Some years ago, Dourado and Russell pointed out a stunning fact about airport noise complaints: A very large number come from a single individual or household.

In 2015, for example, 6,852 of the 8,760 complaints submitted to Ronald Reagan Washington National Airport originated from one residence in the affluent Foxhall neighborhood of northwest Washington, DC. The residents of that particular house called Reagan National to express irritation about aircraft noise an average of almost 19 times per day during 2015.

Since then, total complaint volumes have exploded—but they are still coming from a tiny number of now apparently more “productive” individuals. In 2024, for example, one individual alone submitted 20,089 complaints, accounting for 25% of all complaints! Indeed, the total number of complainants was only 188 but they complained 79,918 times (an average of 425 per individual or more than one per day.)

What I learned recently is that it’s not just airport noise complaints. We see the same pattern in data from the US Department of Education’s Office for Civil Rights which enforces federal civil rights laws related to education funding. In 2023, for example, 5059 sexual discrimination complaints came from a single individual–from a total of 8151 complaints. Thus, one individual accounted for 68.5% of all sexual discrimination complaints in that year.

In the annual reports for 2022-2024 the OCR identifies what type of complaint the single-individual with multiple complaints was making, a sex discrimination complaint, while in previous years they just give data on the number of complaints from single individuals compared to the total of all types of complaints. I’ve collated this data in this graph which presents totals compared to multiple complaints from a single individual without regard to the type of complaint. Do note, that there are also single individuals filing hundreds of other types of complaints such as age discrimination complaints so the data from more recent years may actually be an underestimate.

In any case, it’s clear that a single individual often accounts for 10-30% of all complaints!
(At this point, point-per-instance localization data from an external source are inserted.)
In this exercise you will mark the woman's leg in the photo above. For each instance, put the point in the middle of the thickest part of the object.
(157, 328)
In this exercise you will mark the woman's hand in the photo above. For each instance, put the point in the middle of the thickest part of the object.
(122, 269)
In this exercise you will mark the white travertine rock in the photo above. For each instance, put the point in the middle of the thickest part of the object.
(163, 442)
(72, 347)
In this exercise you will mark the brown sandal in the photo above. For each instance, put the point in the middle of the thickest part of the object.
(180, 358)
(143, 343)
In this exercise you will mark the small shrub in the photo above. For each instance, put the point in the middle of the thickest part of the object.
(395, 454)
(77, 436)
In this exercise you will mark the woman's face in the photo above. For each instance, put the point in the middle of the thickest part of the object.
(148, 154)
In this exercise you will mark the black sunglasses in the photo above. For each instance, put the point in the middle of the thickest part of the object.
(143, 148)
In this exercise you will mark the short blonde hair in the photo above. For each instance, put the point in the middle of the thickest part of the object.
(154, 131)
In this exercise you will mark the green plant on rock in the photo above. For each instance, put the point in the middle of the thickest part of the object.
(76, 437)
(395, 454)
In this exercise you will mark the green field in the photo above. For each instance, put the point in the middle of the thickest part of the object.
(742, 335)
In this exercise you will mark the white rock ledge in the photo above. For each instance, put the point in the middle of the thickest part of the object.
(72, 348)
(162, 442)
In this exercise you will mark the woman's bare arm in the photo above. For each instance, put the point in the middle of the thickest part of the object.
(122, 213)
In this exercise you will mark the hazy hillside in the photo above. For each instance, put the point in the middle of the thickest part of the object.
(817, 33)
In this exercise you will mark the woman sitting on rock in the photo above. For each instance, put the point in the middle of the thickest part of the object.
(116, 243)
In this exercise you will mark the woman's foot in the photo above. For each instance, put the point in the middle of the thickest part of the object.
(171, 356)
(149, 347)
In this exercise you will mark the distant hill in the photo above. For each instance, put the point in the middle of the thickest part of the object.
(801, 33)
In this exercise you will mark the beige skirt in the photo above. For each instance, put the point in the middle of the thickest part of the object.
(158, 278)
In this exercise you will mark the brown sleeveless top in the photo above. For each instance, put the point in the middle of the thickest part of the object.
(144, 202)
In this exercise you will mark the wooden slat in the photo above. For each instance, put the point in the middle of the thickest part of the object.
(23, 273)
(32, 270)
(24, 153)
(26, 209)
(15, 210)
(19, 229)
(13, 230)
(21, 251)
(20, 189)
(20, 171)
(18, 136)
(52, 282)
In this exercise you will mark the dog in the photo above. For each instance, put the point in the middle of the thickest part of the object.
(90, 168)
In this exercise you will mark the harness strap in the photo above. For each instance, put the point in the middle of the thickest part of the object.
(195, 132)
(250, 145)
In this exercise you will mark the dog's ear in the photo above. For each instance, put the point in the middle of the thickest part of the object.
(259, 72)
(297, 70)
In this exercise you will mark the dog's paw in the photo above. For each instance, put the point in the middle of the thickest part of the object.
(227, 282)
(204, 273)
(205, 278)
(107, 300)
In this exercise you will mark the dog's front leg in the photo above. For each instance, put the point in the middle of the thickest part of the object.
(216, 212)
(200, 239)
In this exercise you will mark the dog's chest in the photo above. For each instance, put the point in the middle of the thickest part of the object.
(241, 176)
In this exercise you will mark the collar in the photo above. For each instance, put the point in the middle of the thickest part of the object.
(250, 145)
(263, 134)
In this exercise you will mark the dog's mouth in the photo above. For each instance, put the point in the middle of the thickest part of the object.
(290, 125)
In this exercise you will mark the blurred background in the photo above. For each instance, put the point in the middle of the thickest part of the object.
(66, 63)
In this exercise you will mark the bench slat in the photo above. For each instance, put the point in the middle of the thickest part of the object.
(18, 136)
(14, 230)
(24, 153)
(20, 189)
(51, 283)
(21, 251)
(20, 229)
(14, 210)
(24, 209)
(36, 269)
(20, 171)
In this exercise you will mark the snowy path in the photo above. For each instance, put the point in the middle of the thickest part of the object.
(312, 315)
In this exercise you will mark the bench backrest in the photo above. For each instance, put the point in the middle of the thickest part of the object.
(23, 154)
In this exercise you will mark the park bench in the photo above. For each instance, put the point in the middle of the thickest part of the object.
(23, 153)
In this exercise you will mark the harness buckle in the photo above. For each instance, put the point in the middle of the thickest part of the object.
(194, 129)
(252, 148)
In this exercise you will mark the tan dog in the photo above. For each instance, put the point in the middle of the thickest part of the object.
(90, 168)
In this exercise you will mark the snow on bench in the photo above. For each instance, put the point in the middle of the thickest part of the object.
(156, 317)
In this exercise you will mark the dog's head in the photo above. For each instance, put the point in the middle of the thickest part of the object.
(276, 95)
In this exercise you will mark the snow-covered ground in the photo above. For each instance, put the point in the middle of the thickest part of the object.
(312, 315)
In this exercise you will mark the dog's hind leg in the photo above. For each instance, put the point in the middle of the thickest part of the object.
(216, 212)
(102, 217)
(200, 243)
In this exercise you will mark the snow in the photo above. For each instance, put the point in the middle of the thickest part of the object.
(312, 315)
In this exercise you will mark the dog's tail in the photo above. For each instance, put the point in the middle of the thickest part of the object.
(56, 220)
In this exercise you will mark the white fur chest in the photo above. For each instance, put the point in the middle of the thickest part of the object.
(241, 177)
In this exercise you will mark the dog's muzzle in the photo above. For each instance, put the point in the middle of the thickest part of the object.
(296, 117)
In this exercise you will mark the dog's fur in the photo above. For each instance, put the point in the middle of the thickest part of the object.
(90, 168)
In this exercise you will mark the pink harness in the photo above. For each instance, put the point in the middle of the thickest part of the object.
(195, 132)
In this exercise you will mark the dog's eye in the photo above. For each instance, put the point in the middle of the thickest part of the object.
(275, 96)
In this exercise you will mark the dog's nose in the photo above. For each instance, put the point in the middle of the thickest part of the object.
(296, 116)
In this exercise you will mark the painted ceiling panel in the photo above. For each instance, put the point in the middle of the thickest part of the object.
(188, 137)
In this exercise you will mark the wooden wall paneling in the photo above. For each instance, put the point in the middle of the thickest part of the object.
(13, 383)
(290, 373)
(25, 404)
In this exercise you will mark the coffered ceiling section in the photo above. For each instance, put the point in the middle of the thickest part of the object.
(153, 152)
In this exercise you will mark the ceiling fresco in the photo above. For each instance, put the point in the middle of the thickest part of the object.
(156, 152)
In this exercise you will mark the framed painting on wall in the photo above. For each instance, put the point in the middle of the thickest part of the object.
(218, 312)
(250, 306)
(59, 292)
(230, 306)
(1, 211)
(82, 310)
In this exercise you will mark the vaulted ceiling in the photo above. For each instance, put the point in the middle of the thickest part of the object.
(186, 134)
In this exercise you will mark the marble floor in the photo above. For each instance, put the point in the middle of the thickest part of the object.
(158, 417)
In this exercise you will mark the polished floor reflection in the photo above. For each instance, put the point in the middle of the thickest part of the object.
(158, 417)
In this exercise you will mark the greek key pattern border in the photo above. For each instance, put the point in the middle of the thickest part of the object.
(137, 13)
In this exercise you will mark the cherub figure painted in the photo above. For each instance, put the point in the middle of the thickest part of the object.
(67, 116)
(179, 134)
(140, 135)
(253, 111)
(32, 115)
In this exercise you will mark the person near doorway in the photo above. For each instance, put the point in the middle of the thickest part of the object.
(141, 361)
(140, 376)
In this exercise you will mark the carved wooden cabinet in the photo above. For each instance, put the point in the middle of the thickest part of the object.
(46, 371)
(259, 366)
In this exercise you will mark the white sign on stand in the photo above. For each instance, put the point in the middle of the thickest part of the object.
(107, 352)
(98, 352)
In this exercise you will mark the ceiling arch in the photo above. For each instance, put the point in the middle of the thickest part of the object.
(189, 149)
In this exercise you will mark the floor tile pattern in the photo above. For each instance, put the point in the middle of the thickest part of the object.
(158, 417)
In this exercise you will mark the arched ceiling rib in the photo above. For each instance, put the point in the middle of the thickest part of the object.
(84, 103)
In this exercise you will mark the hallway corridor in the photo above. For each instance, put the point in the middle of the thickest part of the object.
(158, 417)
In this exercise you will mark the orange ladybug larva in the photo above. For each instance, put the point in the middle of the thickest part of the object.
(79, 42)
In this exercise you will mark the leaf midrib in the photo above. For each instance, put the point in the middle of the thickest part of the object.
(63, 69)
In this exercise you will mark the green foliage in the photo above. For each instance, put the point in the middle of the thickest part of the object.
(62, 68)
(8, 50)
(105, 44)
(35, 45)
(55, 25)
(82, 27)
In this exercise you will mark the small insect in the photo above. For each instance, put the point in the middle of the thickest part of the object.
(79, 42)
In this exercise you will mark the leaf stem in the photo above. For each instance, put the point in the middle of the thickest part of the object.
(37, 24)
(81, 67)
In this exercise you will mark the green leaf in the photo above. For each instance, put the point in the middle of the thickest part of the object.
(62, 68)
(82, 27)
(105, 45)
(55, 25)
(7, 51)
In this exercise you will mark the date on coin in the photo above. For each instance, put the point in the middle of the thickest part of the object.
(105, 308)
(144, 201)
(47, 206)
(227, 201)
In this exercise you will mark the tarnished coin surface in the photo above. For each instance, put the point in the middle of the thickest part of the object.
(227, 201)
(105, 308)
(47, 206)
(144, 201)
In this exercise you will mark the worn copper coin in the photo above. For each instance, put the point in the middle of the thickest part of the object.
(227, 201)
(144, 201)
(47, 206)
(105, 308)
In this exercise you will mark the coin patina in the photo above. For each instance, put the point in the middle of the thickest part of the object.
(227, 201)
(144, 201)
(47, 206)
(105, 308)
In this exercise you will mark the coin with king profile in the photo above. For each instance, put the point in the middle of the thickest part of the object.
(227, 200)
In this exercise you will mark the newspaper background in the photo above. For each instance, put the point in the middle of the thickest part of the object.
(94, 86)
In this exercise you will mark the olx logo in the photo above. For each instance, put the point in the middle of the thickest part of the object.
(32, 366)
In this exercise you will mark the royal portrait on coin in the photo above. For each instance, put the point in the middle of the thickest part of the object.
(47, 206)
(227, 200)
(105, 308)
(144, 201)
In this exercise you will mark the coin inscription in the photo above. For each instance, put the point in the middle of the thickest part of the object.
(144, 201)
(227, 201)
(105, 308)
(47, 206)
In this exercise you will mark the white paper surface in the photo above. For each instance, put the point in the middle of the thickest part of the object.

These complaints have to be investigated so this single individual may be costing taxpayers millions. It’s as if a single individual were pulling a fire alarm thousands of times a year, mobilizing emergency services on demand, and never facing repercussions.

Does this strategy work? Probably. When complaints are summarized for Congress or reported in the media, are totals presented as-is, or adjusted for spam?

Increasingly, public institutions seem to exist to manage the obsessions of a tiny number of neurotic—and possibly malicious—complainers.